Quando una violenza estrema diventa “umanamente comprensibile”? Dove tracciare il confine tra spiegazione e giustificazione?

Quanto contano le motivazioni morali o psicologiche per mitigare le pene? E quanto pesa nella percezione sociale della giustizia?

Che ruolo hanno le vittime nel processo giudiziario oltre la mera testimonianza fisica? Quando la loro sofferenza fisica viene riconosciuta, quanto viene riconosciuta anche quella psicologica?

Qual è il messaggio per le donne che denunciano? Se la separazione o la decisione di uscire da una relazione abusiva può essere usata come elemento attenuante contro di loro, che effetto produce sulla disponibilità a denunciare?

Confronti con casi analoghi

Casi in cui aggressioni gravi sono state giudicate ma con pene sospese, condizionali, attenuanti. In alcuni casi simili, quando la violenza è fisica grave, molte sentenze hanno suscitato proteste quando non vengono riconosciuti i maltrattamenti, o quando c’è una riduzione significativa degli addebiti penalizzanti.

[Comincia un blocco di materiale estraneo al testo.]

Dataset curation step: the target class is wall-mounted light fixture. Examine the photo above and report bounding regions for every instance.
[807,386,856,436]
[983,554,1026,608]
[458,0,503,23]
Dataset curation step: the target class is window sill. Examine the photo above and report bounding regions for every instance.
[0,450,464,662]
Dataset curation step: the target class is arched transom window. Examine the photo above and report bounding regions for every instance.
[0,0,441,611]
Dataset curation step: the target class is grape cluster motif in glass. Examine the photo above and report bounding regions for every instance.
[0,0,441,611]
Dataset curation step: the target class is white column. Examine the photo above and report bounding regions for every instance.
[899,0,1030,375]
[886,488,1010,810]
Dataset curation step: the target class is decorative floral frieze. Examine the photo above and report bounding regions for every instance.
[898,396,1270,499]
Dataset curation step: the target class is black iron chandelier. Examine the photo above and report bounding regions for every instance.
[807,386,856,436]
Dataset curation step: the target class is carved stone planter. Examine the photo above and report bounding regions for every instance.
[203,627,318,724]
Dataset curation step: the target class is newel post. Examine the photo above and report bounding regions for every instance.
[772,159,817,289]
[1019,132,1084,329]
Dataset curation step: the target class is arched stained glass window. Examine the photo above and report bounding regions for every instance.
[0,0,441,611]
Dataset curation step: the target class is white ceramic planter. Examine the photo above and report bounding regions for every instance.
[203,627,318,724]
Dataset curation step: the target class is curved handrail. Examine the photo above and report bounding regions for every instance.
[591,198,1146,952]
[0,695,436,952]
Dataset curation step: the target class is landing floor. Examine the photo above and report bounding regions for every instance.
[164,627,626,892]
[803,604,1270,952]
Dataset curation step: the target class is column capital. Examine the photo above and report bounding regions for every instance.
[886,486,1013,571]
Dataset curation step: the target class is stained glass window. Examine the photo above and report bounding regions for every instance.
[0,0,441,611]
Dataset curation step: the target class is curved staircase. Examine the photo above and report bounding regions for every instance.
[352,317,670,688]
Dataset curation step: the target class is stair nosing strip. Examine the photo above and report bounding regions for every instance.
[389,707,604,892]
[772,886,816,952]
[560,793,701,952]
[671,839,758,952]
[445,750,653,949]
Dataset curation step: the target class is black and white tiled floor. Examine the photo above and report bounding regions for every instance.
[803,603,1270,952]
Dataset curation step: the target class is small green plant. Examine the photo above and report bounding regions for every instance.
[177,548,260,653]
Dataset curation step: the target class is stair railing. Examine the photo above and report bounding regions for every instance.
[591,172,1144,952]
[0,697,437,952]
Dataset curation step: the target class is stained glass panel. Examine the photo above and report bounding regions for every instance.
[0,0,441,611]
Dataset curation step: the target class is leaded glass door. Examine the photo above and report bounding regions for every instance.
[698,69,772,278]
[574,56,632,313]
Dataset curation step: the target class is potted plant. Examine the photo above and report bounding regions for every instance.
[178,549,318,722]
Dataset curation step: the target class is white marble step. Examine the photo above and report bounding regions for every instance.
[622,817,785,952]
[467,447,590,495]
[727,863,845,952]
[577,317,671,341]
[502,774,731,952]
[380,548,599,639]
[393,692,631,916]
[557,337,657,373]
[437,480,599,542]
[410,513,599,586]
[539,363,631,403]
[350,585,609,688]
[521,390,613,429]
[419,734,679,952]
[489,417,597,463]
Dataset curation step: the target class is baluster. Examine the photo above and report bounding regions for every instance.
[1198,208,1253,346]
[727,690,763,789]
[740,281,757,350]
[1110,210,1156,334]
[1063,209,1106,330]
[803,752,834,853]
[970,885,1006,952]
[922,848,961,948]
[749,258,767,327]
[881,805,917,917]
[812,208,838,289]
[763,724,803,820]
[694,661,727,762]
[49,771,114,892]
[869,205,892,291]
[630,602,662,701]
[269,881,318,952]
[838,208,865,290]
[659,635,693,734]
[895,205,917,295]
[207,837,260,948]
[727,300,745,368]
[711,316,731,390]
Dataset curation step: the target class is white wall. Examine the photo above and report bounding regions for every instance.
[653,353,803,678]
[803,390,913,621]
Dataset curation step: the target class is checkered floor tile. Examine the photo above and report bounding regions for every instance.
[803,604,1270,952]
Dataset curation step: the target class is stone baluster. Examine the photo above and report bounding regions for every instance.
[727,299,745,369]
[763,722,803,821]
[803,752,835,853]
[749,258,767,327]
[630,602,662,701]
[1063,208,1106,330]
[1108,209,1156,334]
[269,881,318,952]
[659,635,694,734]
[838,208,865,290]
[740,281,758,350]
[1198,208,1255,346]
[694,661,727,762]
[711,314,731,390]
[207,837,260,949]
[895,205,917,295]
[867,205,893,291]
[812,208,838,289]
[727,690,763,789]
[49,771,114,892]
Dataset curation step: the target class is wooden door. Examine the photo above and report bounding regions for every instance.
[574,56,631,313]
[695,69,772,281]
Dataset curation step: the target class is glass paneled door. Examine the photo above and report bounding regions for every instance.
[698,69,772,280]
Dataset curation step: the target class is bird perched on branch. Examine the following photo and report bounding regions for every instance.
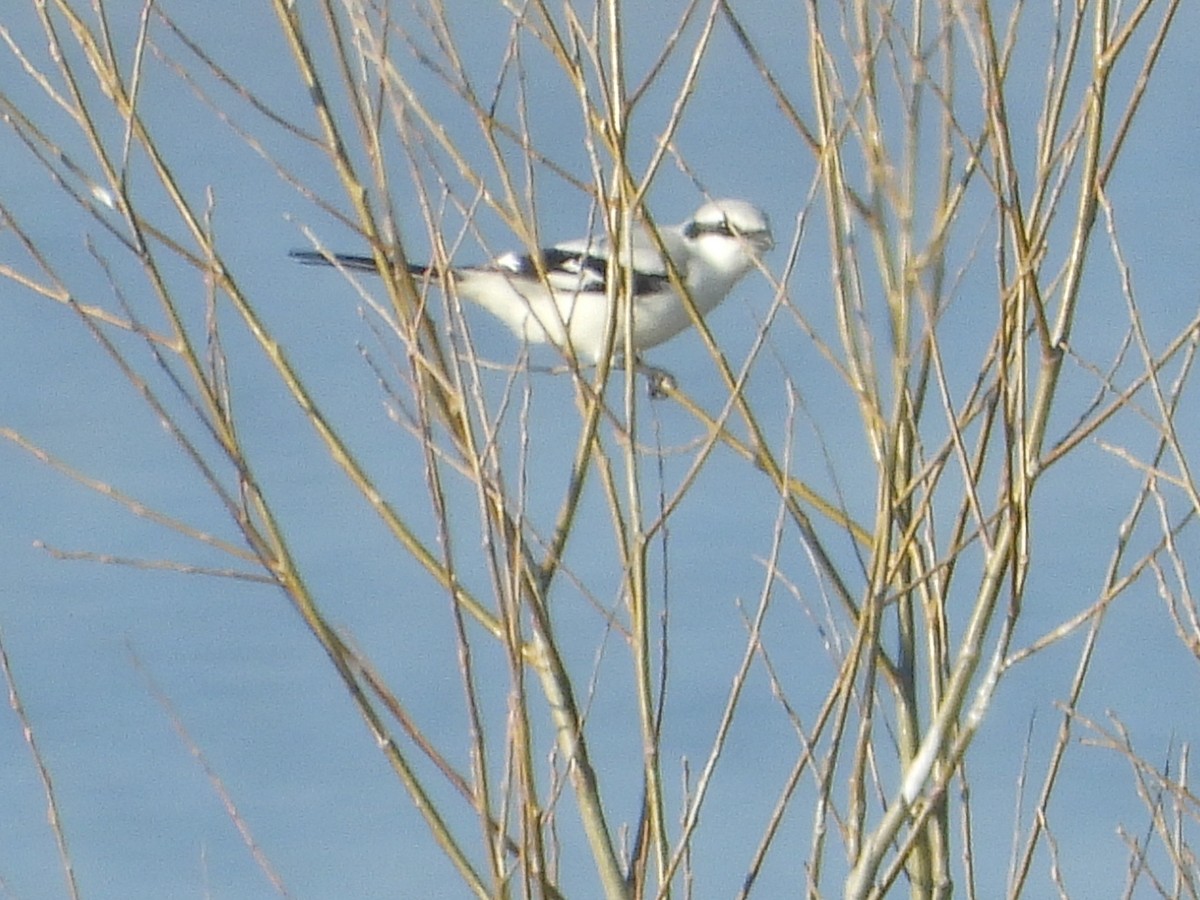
[292,200,775,391]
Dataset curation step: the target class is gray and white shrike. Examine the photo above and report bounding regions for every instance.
[292,199,775,390]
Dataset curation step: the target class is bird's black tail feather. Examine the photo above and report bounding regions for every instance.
[288,250,437,277]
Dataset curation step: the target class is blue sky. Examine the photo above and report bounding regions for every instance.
[0,2,1200,898]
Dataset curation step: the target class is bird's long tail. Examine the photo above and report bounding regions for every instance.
[288,250,437,277]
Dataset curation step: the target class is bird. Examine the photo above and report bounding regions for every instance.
[292,199,775,395]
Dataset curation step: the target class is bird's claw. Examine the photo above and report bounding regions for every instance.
[640,365,677,400]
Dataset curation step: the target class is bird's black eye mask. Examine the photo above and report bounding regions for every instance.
[683,218,739,240]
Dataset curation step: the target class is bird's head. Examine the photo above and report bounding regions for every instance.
[683,200,775,278]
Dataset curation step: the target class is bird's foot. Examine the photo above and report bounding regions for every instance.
[637,361,677,400]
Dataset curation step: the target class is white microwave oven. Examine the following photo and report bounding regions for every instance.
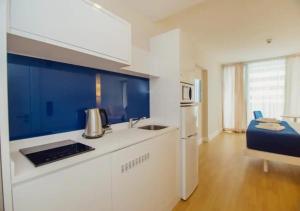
[180,82,195,104]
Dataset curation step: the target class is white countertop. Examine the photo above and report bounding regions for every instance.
[10,120,177,185]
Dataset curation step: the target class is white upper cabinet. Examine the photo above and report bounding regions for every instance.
[9,0,131,66]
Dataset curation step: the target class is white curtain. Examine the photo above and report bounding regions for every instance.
[246,59,286,122]
[284,55,300,116]
[223,65,235,130]
[223,64,246,132]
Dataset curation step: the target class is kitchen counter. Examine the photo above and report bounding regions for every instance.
[11,121,178,185]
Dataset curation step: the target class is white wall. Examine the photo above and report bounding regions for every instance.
[197,52,223,139]
[0,0,12,211]
[150,29,180,127]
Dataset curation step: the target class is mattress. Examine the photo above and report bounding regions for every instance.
[246,120,300,157]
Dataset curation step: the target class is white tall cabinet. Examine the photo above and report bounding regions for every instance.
[8,0,132,71]
[0,0,13,211]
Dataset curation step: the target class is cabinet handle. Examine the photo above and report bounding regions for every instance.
[121,152,150,173]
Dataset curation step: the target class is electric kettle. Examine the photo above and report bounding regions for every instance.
[82,108,108,139]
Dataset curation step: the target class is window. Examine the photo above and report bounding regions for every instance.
[246,59,286,122]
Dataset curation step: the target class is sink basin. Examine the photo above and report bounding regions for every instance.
[139,125,167,130]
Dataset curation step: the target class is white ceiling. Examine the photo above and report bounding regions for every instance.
[158,0,300,63]
[116,0,204,21]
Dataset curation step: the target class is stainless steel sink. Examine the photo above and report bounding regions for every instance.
[139,125,167,130]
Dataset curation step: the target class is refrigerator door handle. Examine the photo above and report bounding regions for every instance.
[188,133,198,138]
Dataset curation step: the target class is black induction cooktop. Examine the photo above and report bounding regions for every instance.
[20,140,95,167]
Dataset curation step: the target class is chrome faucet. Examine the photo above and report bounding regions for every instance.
[128,117,146,128]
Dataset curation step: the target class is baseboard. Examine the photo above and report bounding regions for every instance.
[208,129,223,141]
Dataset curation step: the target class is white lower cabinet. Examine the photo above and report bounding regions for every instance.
[112,131,178,211]
[13,155,111,211]
[13,130,179,211]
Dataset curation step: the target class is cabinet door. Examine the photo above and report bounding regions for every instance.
[10,0,131,64]
[112,132,178,211]
[13,155,111,211]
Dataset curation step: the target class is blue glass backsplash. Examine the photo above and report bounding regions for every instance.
[8,54,150,140]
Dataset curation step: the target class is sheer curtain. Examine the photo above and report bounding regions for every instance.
[284,55,300,116]
[223,64,246,132]
[246,59,286,122]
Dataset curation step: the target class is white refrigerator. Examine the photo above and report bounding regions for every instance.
[180,104,199,200]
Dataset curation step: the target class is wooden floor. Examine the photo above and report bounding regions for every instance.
[174,133,300,211]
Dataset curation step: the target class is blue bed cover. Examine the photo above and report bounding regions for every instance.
[246,120,300,157]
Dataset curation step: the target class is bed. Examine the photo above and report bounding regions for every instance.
[245,120,300,172]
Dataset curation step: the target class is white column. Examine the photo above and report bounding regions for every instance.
[0,0,13,211]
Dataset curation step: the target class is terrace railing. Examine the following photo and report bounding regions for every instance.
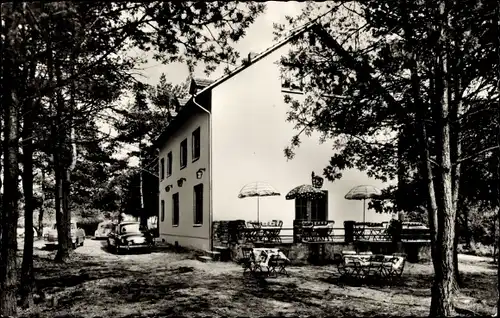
[293,220,344,243]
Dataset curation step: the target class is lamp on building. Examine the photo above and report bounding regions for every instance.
[177,178,186,187]
[196,168,206,179]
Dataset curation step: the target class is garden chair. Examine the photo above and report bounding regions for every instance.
[240,247,255,274]
[383,253,406,281]
[337,254,368,278]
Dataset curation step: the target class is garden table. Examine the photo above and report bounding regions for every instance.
[252,248,290,275]
[260,226,281,243]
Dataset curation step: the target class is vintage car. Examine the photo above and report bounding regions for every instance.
[108,221,154,252]
[43,222,85,248]
[94,221,113,240]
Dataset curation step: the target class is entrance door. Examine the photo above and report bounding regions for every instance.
[295,190,328,221]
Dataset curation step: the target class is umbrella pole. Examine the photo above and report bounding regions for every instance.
[363,199,366,223]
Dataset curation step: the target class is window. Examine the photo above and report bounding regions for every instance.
[167,151,172,177]
[161,200,165,222]
[172,193,179,226]
[193,183,203,224]
[295,190,328,221]
[180,139,187,169]
[191,127,200,161]
[160,158,165,180]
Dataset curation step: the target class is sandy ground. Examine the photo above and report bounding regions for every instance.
[14,240,497,317]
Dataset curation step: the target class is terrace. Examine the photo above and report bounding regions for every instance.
[212,220,430,263]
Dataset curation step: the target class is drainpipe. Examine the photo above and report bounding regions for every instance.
[193,94,214,251]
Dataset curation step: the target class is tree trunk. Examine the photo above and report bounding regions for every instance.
[464,207,472,249]
[0,89,19,317]
[53,62,71,263]
[453,218,462,290]
[38,167,45,239]
[21,101,35,307]
[430,1,456,317]
[0,2,20,317]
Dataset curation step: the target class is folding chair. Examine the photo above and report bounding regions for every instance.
[383,253,406,281]
[268,255,289,277]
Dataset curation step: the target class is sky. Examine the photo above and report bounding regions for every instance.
[136,1,304,85]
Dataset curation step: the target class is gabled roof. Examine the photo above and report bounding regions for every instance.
[192,77,215,87]
[179,97,190,107]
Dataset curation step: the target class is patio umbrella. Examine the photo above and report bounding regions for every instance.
[238,181,281,222]
[285,184,325,219]
[344,185,382,223]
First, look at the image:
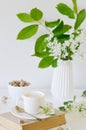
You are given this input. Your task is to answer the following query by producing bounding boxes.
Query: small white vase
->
[51,61,73,101]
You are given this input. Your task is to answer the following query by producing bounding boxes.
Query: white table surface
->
[0,89,86,130]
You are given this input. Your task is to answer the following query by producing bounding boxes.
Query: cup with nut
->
[8,80,30,100]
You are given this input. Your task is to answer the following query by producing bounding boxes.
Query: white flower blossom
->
[47,31,86,61]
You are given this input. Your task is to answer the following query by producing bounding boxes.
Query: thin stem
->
[38,21,52,35]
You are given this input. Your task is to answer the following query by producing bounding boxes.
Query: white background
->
[0,0,86,88]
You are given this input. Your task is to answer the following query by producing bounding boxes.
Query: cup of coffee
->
[16,90,44,114]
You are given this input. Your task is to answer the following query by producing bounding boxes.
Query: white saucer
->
[10,102,55,120]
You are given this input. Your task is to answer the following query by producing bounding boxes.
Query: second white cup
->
[17,91,45,114]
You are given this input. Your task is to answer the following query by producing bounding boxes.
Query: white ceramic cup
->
[8,85,30,100]
[17,90,45,114]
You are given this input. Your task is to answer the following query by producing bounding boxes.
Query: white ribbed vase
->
[51,61,73,101]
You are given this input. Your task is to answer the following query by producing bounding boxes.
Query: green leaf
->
[45,19,60,28]
[52,59,57,67]
[57,34,70,43]
[17,13,33,22]
[30,8,43,21]
[82,90,86,97]
[32,51,50,58]
[17,24,38,40]
[53,21,64,35]
[39,56,53,68]
[53,22,72,36]
[56,3,75,19]
[72,0,78,14]
[74,9,86,30]
[35,34,49,53]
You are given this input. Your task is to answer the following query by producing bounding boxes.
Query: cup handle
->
[16,96,24,108]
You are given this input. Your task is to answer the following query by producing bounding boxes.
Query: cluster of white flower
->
[47,31,86,60]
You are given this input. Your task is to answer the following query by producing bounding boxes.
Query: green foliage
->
[45,19,60,28]
[56,3,75,19]
[17,24,38,40]
[72,0,78,14]
[74,9,86,30]
[35,34,49,53]
[30,8,43,21]
[17,0,86,68]
[57,34,70,43]
[17,13,34,23]
[59,96,76,112]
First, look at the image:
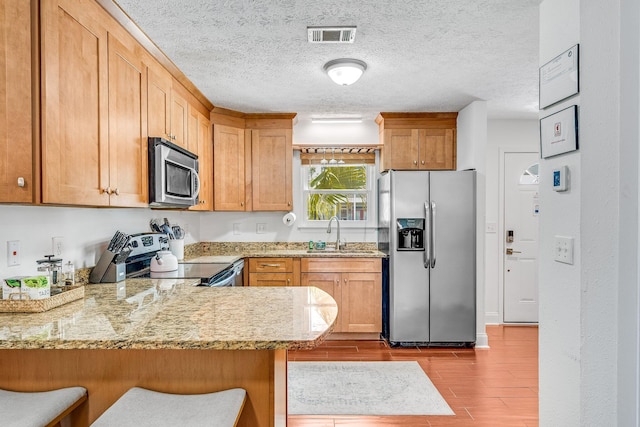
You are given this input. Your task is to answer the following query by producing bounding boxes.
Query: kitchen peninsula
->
[0,279,337,427]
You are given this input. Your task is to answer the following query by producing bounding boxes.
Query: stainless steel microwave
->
[149,137,200,208]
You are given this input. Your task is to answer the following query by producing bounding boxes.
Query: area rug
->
[288,362,455,415]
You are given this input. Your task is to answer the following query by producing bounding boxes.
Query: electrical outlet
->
[553,236,573,265]
[51,236,64,256]
[7,240,20,267]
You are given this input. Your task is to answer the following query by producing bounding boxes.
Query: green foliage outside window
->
[307,165,367,221]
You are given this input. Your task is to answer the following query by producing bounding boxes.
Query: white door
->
[502,152,539,323]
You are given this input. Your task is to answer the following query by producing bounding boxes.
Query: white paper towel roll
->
[282,212,296,227]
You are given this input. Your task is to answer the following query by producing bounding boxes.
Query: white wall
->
[484,119,540,324]
[617,0,640,426]
[538,0,584,427]
[457,101,489,348]
[0,205,200,278]
[539,0,640,426]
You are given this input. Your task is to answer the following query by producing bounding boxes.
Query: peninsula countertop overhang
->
[0,279,338,350]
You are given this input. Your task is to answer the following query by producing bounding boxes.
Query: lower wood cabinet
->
[300,258,382,333]
[249,258,300,286]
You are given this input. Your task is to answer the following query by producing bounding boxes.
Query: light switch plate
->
[7,240,20,267]
[553,236,573,265]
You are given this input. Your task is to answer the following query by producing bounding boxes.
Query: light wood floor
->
[288,326,538,427]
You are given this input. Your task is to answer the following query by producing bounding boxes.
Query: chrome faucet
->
[327,215,340,251]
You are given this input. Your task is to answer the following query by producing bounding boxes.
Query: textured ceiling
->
[116,0,540,119]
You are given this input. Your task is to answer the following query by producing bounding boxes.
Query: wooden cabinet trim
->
[300,257,382,273]
[249,258,293,273]
[249,273,294,286]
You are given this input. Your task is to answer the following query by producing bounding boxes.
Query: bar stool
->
[0,387,87,427]
[91,387,247,427]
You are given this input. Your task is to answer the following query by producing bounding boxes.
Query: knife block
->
[89,249,131,283]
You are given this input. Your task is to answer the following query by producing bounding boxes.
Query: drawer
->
[300,257,382,273]
[249,258,293,273]
[249,273,295,286]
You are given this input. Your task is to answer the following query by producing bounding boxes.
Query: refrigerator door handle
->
[422,202,431,268]
[430,200,437,268]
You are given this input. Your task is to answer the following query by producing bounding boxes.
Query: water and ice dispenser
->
[397,218,424,251]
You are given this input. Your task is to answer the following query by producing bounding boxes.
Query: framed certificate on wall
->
[539,45,580,109]
[540,105,578,159]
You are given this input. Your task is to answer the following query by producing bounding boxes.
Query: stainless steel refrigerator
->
[378,170,476,346]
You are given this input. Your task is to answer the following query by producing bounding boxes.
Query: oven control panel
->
[129,233,169,258]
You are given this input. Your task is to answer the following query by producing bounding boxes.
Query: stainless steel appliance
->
[378,170,476,346]
[149,137,200,208]
[89,232,239,286]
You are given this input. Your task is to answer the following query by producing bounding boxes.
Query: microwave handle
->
[190,168,200,199]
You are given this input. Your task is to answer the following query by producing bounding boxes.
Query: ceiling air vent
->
[307,27,356,43]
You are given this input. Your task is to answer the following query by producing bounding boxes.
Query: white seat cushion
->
[92,387,247,427]
[0,387,87,427]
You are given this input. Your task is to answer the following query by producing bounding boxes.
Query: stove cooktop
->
[129,263,232,284]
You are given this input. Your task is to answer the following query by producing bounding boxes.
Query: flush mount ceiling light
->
[323,58,367,86]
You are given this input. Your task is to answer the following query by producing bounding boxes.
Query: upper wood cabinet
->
[211,112,251,211]
[103,34,149,206]
[376,113,458,170]
[148,66,188,148]
[0,0,36,203]
[41,0,148,206]
[251,129,293,211]
[187,104,213,211]
[211,109,295,211]
[41,0,111,206]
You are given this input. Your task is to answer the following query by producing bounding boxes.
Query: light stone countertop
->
[0,279,338,350]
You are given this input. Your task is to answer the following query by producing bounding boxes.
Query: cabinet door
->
[419,129,455,170]
[249,273,293,286]
[0,0,34,203]
[108,34,149,207]
[213,125,246,211]
[147,66,172,141]
[384,129,419,170]
[170,88,189,148]
[187,105,213,211]
[41,0,109,206]
[300,273,343,332]
[251,129,293,211]
[341,273,382,332]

Le campagne di sensibilizzazione degli ultimi anni, le modifiche legislative (anche su suggerimento della Corte europea dei diritti dell’uomo) hanno fatto sì che si metta maggiore attenzione alla violenza psicologica, ai comportamenti ripetuti, alla protezione delle vittime. Ma questo caso mostra che non c’è ancora uniformità nelle applicazioni giudiziarie.

Implicazioni pratiche e sociali

Sfiducia nella giustizia: sentenze come questa rischiano di produrre scoramento tra le vittime di violenza domestica, di alimentare l’idea che denunciare non basti, che la pena sarà lieve.

Rischio di normalizzazione della violenza: se la violenza estrema viene “compresa” come reazione alla sofferenza, si rischia di inviare un messaggio pericoloso, sociale, che le aggressioni abbiano scusanti umane.

Effetti sulle politiche pubbliche: sono sempre più richiesti interventi legislativi più stringenti, linee guida per i giudici, formazione sulla violenza di genere, maggiori pene o minori attenuanti quando l’aggressione è grave e provata.

Media e opinione pubblica: la narrazione che accompagna casi simili ha enorme peso: parole come “pestaggio”, “massacrò”, “assolto” generano shock. Ma le motivazioni giudiziarie – l’attenuante dell’amarezza, il “sentimento del torto” – diventano materia di discussione, divisione, indignazione.

Cambiamenti futuri

Legge o riforme che possano definire limiti più stretti all’uso delle attenuanti “morali” nei casi di violenza domestica.

Linee guida ministeriali o della magistratura per evitare che frasi come “va compreso”, “amarezza”, “provocazione” diventino argomenti di diritto che sminuiscono la gravità del fatto.

Ampliare l’ambito giuridico del maltrattamento, includendo esplicitamente nelle costituzioni delle sentenze comportamenti psicologici, verbali e minacce ripetute, con pene più severe quando la vittima subisce danni fisici gravi.

Maggiore formazione dei magistrati su dinamiche relazionali, violenza di genere, trauma, psicologia di abuso.

Rafforzamento del sostegno alle vittime: centri antiviolenza, assistenza legale, supporto psicologico, fondi per facilitare la denuncia e la protezione.

La sentenza del tribunale di Torino contro l’ex che massacrò Lucia Regna non è solo un caso di cronaca: è uno specchio di come la società, la cultura, e il diritto affrontano o faticano ad affrontare la violenza sulle donne. Le parole del giudice – seppure comprese in un contesto legale che prevede attenuanti e valutazioni – scuotono per quel “va compreso” che sembra relativizzare l’inaccettabile.

Lucia Regna ora vive con le ferite, non solo fisiche ma anche morali; la sua vicenda pone domande che vanno oltre il tribunale: cosa significa giustizia per una vittima? Qual è il ruolo dello Stato nel proteggere, nel giudicare senza minimizzare il dolore e la brutalità degli atti?

Se la legge ci consegna sentenze come questa, la sfida è recuperare — nella pratica e nel senso comune — che non si tratta semplicemente di capire, ma di giudicare con fermezza.